Library Median latency (milliseconds) Operations per second Relative (latency)
orjson 22.89 43.8 1
ujson
rapidjson 47.18 21.3 2.06
simplejson 44.41 22.5 1.94
json 43.72 22.9 1.91

If a row is blank, the library did not serialize and deserialize the fixture without modifying it, e.g., returning different values for floating point numbers.

Memory

orjson's memory usage when deserializing is similar to or lower than the standard library and other third-party libraries.

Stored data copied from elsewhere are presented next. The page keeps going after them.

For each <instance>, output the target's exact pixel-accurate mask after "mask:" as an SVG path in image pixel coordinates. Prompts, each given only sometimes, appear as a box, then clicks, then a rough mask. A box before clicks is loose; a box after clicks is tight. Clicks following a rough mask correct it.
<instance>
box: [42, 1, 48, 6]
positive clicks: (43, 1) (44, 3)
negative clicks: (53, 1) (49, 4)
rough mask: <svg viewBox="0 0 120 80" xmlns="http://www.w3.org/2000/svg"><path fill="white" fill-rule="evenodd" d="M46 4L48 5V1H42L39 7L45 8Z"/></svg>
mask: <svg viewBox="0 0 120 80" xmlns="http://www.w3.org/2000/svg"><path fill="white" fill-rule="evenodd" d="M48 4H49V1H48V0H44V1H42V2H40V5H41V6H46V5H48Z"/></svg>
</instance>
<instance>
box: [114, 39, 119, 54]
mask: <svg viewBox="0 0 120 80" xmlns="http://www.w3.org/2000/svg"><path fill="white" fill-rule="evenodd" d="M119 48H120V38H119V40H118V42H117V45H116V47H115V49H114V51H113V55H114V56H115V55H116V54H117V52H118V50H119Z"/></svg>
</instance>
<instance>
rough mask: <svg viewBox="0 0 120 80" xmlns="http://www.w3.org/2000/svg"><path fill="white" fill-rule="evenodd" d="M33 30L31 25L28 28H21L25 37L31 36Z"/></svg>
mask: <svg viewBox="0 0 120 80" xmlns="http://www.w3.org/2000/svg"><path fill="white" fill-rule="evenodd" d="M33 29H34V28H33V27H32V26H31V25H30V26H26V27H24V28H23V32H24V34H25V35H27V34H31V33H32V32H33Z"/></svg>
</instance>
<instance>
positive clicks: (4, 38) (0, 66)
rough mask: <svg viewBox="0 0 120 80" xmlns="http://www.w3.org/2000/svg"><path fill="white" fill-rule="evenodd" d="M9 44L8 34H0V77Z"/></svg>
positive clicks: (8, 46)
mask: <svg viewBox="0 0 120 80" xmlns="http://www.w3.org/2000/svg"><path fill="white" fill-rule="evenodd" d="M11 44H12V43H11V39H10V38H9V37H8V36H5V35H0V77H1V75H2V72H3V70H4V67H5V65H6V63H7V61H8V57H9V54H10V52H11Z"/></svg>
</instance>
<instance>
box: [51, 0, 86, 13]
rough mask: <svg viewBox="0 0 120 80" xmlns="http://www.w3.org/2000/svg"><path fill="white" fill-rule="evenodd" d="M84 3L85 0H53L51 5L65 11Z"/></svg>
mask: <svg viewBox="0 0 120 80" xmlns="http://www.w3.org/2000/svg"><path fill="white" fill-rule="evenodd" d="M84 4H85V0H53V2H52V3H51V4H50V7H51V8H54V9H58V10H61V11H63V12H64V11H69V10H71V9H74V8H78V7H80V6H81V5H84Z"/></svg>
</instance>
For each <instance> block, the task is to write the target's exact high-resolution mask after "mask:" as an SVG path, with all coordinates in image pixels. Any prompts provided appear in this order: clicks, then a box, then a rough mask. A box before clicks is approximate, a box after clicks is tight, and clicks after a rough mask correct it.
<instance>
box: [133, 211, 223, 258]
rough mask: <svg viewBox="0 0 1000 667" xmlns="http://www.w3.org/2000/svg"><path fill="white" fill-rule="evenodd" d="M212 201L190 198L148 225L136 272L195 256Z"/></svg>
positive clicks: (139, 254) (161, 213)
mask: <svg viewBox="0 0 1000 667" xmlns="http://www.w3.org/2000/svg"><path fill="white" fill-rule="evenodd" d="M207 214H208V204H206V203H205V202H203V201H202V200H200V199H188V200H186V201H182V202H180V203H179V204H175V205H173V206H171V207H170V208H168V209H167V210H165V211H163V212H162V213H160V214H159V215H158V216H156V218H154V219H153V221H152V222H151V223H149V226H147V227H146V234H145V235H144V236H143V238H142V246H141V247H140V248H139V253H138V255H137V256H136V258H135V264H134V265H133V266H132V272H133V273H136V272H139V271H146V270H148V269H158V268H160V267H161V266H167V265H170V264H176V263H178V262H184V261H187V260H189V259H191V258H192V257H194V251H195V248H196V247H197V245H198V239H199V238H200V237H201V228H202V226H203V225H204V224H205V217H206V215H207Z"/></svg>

This measures, in the first column, RSS after importing a library and reading the fixture, and in the second column, increases in RSS after repeatedly calling loads() on the fixture.

twitter.json

Library import, read() RSS (MiB) loads() increase in RSS (MiB)
orjson 12.8 2.7
ujson 12.8 4.6
rapidjson 14.3 6.4
simplejson 13 2.8
json 12.3 2.5

github.json

Library import, read() RSS (MiB) loads() increase in RSS (MiB)
orjson 12.3 0.3
ujson 12.4 0.5
rapidjson 13.8 0.5
simplejson 12.4 0.3
json 11.7 0.3

citm_catalog.json

Library import, read() RSS (MiB) loads() increase in RSS (MiB)
orjson 13.9 8.3
ujson 13.8 12
rapidjson 15.5 20.3
simplejson 14.1 21.8
json 13.4 20.2

canada.json

Library import, read() RSS (MiB) loads() increase in RSS (MiB)
orjson 16.5 17.5
ujson
rapidjson 17.8 19.8
simplejson 16.5 21.3
json 16.1 21.3

Reproducing

The above was measured using Python 3.7.4 on Linux with orjson 2.0.10, ujson 1.35, python-rapidson 0.8.0, and simplejson 3.16.0.

The latency results can be reproduced using the pybench and graph scripts. The memory results can be reproduced using the pymem script.